Hello newbie (James) here. I've had mild psoriasis for about 15 years now, aged 44. I really should have joined up to the forum before now, not sure why I didn't but here I am now.
I'm relatively lucky compared to most I think. I get it worst on my hands, especially around the finger joints. There may be an exczematic link on the hands, and I did have that as a child, but everyone who looks at it says psoriasis is the main thing. I only have a few long-term, persistent small body plaques.
I've had every ointment and cream prescription under the sun and was on Acitretin for a while, a couple of years back, with zero effect. Now the people at the NHS derma clinic want to put me back on a systemic but I don't like the sound of the one they mentioned, it being an anti-cancer drug that could need weekly injections Sorry, forget the name.
They've tried PUVA on the hands a couple of times but had to stop the treatment after I got a rash on the back of the hands from the PUVA drug I had to soak my hands with prior to the twice-weekly treatment. I've just been for allergy patch testing and came back with a complete blank there. I do have a high alcohol intake, which they are now picking up on and saying "binge drinking" can cause flare-ups. Can't say I notice it makes any difference how much I drink but I am trying to bring down that intake. My bloods previously showed a vitamin D deficiency and they put me on some tablets but they ran out many months ago and they've dodged the topic since and I've not forced the issue.
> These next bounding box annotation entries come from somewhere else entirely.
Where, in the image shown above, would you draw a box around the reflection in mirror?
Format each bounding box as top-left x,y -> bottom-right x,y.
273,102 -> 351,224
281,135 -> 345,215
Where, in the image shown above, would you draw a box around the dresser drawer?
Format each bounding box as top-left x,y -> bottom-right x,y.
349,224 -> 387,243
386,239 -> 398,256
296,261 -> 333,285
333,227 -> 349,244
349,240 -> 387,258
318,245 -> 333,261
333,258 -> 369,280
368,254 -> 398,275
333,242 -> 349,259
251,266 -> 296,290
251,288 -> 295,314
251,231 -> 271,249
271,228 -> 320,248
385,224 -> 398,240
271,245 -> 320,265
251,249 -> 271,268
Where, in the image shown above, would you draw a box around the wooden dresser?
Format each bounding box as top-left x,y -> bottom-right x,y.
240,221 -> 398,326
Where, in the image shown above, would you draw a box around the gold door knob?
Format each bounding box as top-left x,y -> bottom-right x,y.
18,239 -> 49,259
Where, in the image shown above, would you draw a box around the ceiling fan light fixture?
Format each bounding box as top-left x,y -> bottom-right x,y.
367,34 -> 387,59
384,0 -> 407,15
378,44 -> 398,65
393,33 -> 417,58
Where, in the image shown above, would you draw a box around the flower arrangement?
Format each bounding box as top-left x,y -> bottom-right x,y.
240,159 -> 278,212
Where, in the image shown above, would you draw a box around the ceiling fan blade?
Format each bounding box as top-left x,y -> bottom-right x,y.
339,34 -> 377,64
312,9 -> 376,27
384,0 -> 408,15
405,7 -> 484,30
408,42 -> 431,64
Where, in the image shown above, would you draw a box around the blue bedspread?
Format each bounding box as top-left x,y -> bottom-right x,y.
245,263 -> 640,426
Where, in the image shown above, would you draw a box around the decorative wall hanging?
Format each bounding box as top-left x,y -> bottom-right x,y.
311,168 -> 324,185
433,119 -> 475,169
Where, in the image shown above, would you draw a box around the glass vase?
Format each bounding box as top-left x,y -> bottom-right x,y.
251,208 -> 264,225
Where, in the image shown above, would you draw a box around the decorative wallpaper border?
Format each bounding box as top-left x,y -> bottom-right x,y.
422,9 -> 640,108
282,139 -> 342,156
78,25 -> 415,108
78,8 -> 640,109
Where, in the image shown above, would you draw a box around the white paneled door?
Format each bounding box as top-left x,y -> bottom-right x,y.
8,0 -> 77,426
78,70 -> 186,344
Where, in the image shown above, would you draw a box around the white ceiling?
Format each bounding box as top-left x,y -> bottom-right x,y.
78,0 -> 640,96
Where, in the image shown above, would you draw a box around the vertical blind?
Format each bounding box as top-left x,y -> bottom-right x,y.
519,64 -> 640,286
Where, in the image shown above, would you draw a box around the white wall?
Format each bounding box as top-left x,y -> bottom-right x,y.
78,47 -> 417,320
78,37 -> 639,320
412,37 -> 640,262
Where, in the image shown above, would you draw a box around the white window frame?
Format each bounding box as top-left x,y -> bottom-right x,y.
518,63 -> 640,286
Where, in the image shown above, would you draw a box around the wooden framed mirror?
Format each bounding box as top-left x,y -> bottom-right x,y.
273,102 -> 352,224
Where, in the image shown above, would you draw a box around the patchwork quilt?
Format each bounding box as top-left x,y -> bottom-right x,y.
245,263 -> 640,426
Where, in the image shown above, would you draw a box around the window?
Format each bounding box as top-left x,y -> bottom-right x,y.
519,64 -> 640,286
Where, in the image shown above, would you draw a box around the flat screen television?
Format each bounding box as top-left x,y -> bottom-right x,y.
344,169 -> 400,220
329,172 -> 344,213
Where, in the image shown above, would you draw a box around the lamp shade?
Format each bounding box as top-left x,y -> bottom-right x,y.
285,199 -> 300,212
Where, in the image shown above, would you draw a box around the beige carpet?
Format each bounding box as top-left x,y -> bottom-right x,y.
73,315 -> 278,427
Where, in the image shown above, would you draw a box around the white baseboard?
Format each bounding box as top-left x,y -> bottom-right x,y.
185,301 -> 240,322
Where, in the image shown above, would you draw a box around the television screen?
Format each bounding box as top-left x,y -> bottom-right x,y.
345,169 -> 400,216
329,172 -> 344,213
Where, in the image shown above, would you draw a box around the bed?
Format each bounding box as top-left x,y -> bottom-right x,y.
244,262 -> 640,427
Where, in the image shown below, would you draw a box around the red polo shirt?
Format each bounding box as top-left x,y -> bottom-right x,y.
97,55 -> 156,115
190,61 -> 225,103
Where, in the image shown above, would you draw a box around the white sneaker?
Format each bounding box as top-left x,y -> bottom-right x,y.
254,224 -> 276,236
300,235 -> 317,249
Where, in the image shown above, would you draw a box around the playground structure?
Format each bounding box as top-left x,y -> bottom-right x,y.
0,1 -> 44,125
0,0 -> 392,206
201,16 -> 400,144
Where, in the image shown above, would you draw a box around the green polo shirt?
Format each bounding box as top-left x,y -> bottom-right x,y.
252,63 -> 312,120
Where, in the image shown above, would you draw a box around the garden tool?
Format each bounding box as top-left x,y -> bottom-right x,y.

It's almost as if the hands do what they want, regardless of what treatment I use. I do know stress from work makes it worse, as does anything like travelling where you're constantly lifting bags and making cuts worse on the hands. I use Haelan tape or Duoderm dressings to cover up any sore bits or cuts and I have to carry a little batch of pre-cut slips with me almost wherever I go.
I also have a "it-comes-and-goes" line tracing the bottom of the scalp, and behind the ears. When it's active like now, I get quite a few flakes coming down and it's pretty itchy, red and can be raw. I've been switching between using Capasal and Dermax for the last few years with no real change in how often it flares up.
I've seen the advice elsewhere in the scalp threads to avoid sodium lauryl sulphate and wanted to try that with the rosemary oil mix for the scalp and maybe bjmac's vitamin D regime too, as a general measure.
My question is, should I move away from Capasal and Dermax? I'm not sure if they're SLS-free or not. I note that Capasal has
triethanolamine lauryl sulphate in it; is this the same as sodium LS or related to it?
Dermax lists sodium lauryl
ether sulphate in it so I think it's safe to assume I should try dropping this for a bit if I want to be SLS-free?
I'm due a visit to the clinic on Tuesday. I think I will tell them I plan to try some more herbal-style remedies and further alcohol reduction for the next few months and that they can forget about putting me back on systemics. Ill also hammer them about the vitamin D.